Wednesday, February 18, 2009

Tony Renner... in cut cardboard.

Tony Renner
acrylic, corrugated board, varnish
16 x 20"

I'd been toying with the idea of doing a portrait on cut cardboard for a couple weeks, in the same fashion I’d crafted the birds.  I have one of Tony’s smaller paintings (painted on an index card), a portrait of Miles Davis, 1975, which I have framed hanging over my nightstand so I can see it every day.

Saturday, February 14, 2009


Accidental Mysteries and Confluence City both posted old photos today, and this set me to looking at some of my old pics from photography class at the University- so I dug some out and scanned them. I would never claim to be a great photographer, but I thought I’d share a few. There are some really great photographers in our great city of St. Louis- I enjoy Ken Konchel, Bob Reuter recently shot some awesome pics of my friend Leslie Sanazaro, and I recently purchased a piece from Missy Sue Hanson.
Sorry about the crappy scan job- the originals look better. I was shooting with a manual Canon AE-1 back in 1995, which I still have, and developing/printing them in the cramped darkroom with all the other students- Old School! My professor actually said I had decent technical ability, and I was somewhat prolific, though he thought they were a bit sentimental. I couldn’t help that much, due to the nature of the subject matter: I was teaching preschool to make ends meet while I studied art education, and so these children seemed like an obvious choice. He gave me a "B". Of course I quit school and ran off to St. Louis to be a famous artist and musician  :D

While some of them seem staged, the truth is that my kids became so accustomed to my ever-present camera that they soon forgot I was shooting rolls of film of them almost continually. There were the token movie stars/comedians/actors who would ham it up for the lens though, that is true. Looking back I now see I was not only documenting their day-to-day, but also my own development as a young man and artist. I learned a great deal from these little people- watching them draw really loosened my creativity, and watching them live taught me to care about someone more than I cared about myself. So yeah, they  sentimental.

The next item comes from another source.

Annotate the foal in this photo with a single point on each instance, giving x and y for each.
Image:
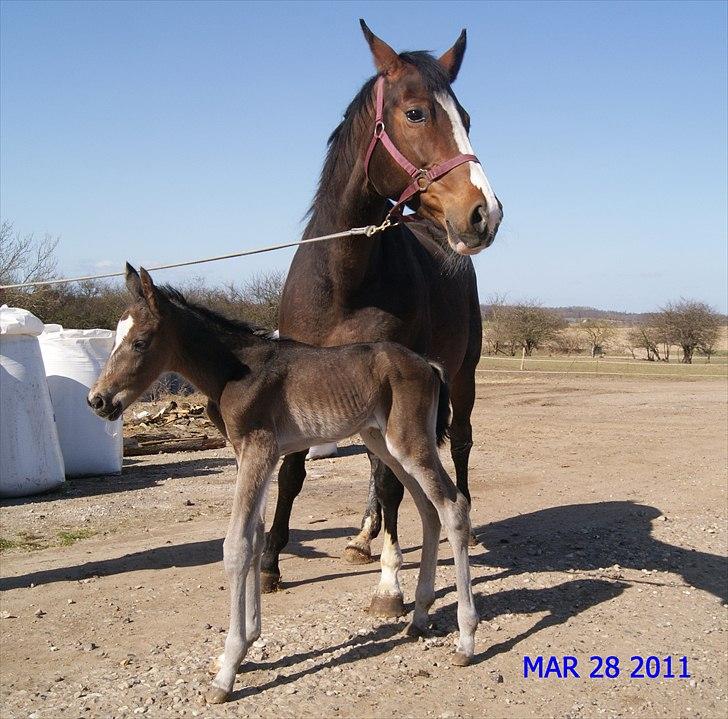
(273, 397)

Tuesday, February 10, 2009

World of Love

“World of Love” isn’t about romantic love, it’s about the kind of love that is all around. A funny thing happens when you start to concentrate on how you are planting that seed of real love in the every-day instead of trying to find someone to love you: you begin to see more clearly what’s important. Did someone let you down, break your heart, or reject the love you tried so hard to give? Have you been misunderstood and ridiculed for only trying to be friendly? That’s ok- it happens a lot... just ask me sometime.